TL;DR — Batch size controls how many prompts your GPU handles simultaneously. Higher batch = more total throughput but more VRAM and slower responses per user. Single-user on a $1,200 rig? Keep it at 1-2. Only push past 8 if you have 24 GB+ VRAM and are actually serving multiple users.
What Is Batch Size in Local AI Inference?
Batch size is the number of prompts your GPU processes simultaneously in a single forward pass.
At batch size 1, your GPU takes one request, runs it through the model, returns the output, then picks up the next one. At batch size 8, it's handling eight requests in parallel — stacking them together as a single matrix multiply operation. Each request gets its own KV cache allocation, but the model weights execute once for all of them.
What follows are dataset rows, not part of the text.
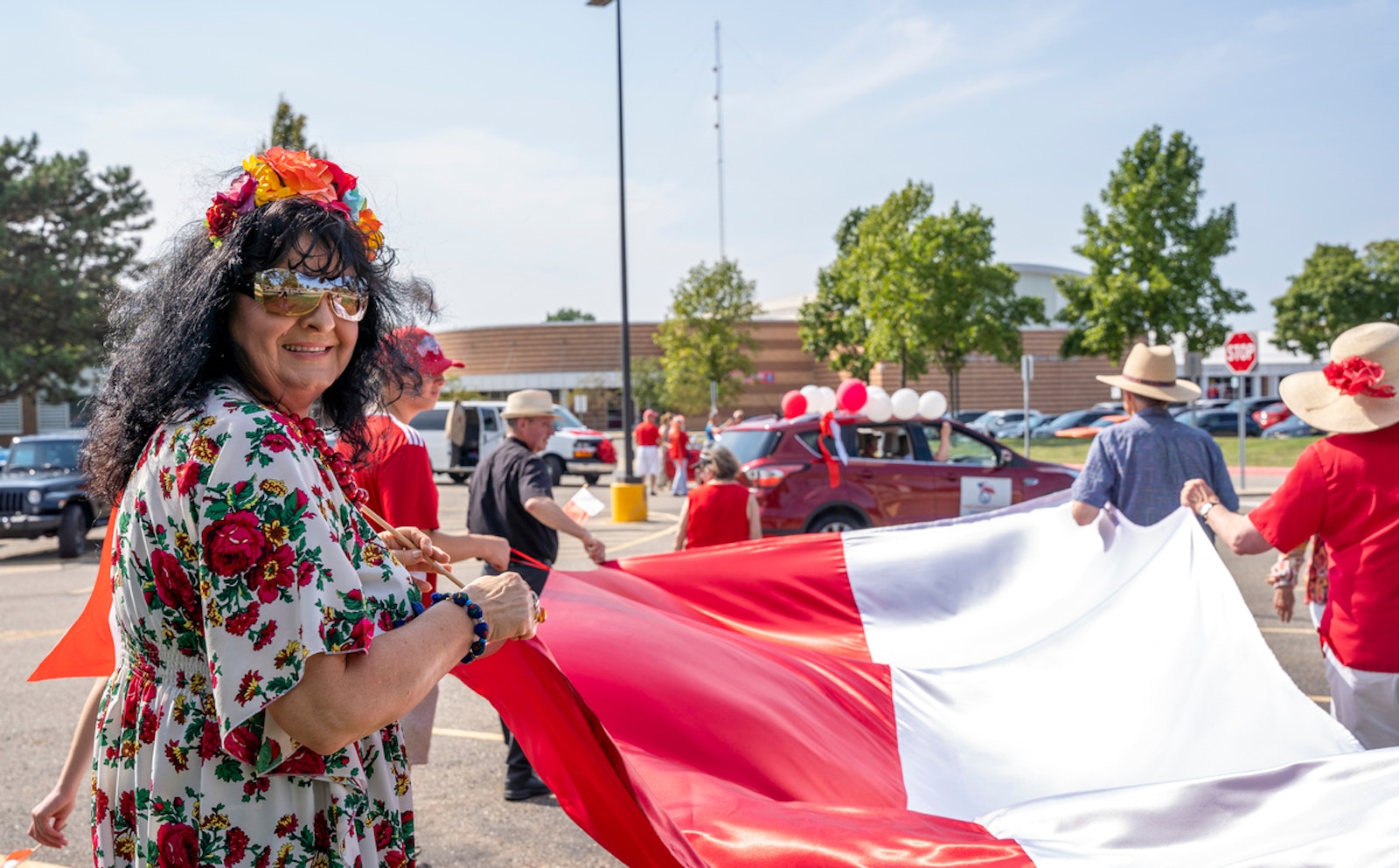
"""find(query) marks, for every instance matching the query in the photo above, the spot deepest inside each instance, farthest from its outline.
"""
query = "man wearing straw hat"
(1140, 464)
(1347, 488)
(511, 496)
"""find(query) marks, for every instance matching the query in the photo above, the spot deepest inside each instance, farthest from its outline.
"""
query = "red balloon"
(794, 404)
(851, 394)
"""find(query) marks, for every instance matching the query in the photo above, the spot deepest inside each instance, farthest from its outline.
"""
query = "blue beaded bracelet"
(473, 611)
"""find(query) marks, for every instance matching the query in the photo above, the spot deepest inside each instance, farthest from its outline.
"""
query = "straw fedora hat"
(1356, 392)
(528, 403)
(1151, 372)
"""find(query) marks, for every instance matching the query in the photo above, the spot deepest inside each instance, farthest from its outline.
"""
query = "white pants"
(648, 462)
(1368, 704)
(679, 469)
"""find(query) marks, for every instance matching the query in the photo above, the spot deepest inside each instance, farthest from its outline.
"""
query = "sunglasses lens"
(286, 292)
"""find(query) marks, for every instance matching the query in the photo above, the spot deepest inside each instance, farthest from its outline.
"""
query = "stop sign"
(1242, 351)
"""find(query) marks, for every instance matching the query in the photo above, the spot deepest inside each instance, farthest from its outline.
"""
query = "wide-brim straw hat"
(1364, 362)
(528, 403)
(1151, 372)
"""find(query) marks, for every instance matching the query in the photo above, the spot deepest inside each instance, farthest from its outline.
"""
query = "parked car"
(1075, 418)
(44, 494)
(890, 476)
(574, 448)
(1291, 427)
(1088, 432)
(997, 421)
(1272, 414)
(1221, 422)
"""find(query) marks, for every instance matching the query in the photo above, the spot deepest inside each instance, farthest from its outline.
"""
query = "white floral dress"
(237, 557)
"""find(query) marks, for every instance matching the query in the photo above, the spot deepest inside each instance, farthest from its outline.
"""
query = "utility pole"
(718, 128)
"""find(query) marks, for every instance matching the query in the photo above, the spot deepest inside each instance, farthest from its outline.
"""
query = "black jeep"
(44, 494)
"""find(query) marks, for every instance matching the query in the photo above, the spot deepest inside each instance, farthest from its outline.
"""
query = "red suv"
(890, 476)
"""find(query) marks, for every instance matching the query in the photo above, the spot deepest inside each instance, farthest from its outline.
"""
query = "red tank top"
(717, 513)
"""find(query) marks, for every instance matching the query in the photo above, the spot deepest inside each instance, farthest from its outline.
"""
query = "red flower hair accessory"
(1357, 376)
(280, 174)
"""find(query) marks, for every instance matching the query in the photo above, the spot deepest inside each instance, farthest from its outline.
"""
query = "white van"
(574, 448)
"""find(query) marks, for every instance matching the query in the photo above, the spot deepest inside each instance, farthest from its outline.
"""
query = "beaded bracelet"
(473, 611)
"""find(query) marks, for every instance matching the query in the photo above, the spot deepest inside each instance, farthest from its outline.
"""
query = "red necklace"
(329, 457)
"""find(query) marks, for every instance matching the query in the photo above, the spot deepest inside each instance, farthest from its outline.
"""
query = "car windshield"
(44, 455)
(563, 418)
(748, 445)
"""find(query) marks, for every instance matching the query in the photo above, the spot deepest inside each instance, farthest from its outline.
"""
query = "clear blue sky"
(486, 132)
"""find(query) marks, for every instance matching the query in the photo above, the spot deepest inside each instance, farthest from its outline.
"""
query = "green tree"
(648, 383)
(289, 130)
(832, 324)
(570, 315)
(1338, 289)
(1153, 260)
(67, 237)
(706, 336)
(925, 289)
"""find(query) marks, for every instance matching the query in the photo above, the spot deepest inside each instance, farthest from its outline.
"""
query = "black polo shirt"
(500, 488)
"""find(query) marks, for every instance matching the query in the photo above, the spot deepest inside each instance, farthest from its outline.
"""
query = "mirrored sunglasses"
(286, 292)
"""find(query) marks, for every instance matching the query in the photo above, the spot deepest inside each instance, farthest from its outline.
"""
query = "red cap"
(420, 344)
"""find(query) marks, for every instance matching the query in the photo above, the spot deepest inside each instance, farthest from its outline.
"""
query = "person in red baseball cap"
(398, 476)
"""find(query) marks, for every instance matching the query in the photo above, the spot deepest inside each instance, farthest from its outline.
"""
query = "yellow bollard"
(629, 502)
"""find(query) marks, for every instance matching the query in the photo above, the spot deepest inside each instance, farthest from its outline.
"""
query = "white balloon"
(904, 403)
(932, 404)
(879, 408)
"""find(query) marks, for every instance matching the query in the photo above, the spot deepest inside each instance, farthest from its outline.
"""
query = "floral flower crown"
(280, 174)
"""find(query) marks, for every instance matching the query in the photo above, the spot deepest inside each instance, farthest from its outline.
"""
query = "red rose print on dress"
(178, 846)
(233, 544)
(172, 585)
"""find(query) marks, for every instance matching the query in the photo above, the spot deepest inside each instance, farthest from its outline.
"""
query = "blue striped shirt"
(1140, 466)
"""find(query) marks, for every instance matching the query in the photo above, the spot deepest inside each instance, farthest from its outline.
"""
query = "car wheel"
(839, 520)
(556, 469)
(73, 527)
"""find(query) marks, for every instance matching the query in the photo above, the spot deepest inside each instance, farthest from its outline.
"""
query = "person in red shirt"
(1345, 488)
(398, 477)
(648, 450)
(720, 509)
(679, 455)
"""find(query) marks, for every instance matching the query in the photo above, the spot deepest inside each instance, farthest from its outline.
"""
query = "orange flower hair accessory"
(280, 174)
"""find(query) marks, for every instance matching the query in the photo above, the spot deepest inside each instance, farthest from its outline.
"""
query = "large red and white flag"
(998, 691)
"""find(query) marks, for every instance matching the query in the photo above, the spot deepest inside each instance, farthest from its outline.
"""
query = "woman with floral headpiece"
(268, 641)
(1347, 490)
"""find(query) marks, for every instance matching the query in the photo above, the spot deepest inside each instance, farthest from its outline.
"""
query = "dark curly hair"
(170, 343)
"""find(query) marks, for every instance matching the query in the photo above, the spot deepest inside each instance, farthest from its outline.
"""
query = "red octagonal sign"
(1242, 351)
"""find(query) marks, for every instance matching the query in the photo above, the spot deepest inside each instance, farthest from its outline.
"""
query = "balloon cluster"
(871, 401)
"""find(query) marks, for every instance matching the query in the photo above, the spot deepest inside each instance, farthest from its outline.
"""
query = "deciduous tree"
(67, 237)
(1153, 260)
(289, 130)
(706, 336)
(1338, 289)
(832, 324)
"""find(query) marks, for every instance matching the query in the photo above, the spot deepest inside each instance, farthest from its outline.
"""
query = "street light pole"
(626, 327)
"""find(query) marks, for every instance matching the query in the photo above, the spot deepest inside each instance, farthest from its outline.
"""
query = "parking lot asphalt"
(461, 816)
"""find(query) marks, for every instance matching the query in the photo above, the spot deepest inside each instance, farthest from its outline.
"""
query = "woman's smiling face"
(293, 359)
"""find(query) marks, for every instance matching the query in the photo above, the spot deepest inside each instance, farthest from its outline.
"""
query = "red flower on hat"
(1357, 376)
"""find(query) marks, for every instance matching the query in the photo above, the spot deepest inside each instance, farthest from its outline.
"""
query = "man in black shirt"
(511, 494)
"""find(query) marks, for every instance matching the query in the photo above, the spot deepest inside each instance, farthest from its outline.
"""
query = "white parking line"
(468, 734)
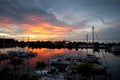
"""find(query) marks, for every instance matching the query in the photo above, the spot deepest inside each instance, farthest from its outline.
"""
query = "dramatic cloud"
(58, 19)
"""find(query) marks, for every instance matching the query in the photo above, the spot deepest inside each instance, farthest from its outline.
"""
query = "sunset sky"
(59, 19)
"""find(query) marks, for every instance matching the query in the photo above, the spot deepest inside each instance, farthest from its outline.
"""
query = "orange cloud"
(38, 27)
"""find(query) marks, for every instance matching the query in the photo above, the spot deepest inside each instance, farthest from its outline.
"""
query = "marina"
(73, 58)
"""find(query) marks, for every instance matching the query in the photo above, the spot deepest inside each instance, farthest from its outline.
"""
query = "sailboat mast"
(93, 39)
(93, 36)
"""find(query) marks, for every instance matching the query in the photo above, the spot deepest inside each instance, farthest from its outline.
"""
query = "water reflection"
(45, 54)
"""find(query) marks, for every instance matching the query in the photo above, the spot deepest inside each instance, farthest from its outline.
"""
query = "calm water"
(108, 59)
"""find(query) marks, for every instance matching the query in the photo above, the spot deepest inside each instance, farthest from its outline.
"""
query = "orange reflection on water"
(44, 54)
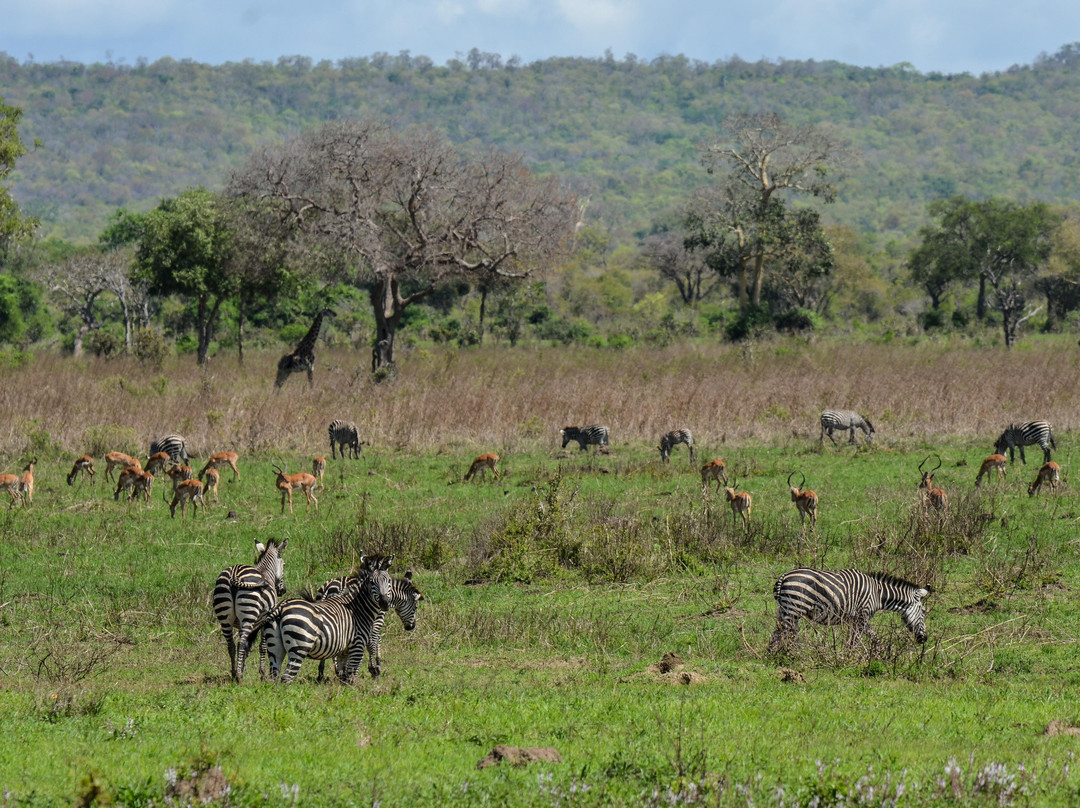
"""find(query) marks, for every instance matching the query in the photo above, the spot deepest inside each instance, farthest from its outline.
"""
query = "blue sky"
(947, 36)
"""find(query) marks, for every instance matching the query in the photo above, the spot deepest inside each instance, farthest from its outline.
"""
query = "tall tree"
(185, 248)
(761, 163)
(1000, 243)
(13, 224)
(408, 212)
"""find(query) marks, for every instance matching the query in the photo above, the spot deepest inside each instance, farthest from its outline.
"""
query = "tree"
(1001, 243)
(13, 224)
(407, 212)
(763, 162)
(185, 248)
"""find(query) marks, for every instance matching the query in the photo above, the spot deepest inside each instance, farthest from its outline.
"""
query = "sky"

Think of it like a restaurant kitchen. Batch size 1 is a cook plating one dish at a time. Batch size 8 is finishing eight dishes simultaneously. The kitchen throughput goes up — but you need a bigger kitchen to handle it, and any individual table waits longer.
In local AI terms: the "bigger kitchen" is VRAM, and "individual tables waiting longer" is per-user response speed.
Why Batch Size Matters for Your Build
Most setup guides set batch size to 1 and move on without explaining what it does. If you're running a home server for yourself and two family members, you're leaving real performance on the table. If you blindly crank it to 16 on a 12 GB GPU, you'll hit an out-of-memory error mid-conversation.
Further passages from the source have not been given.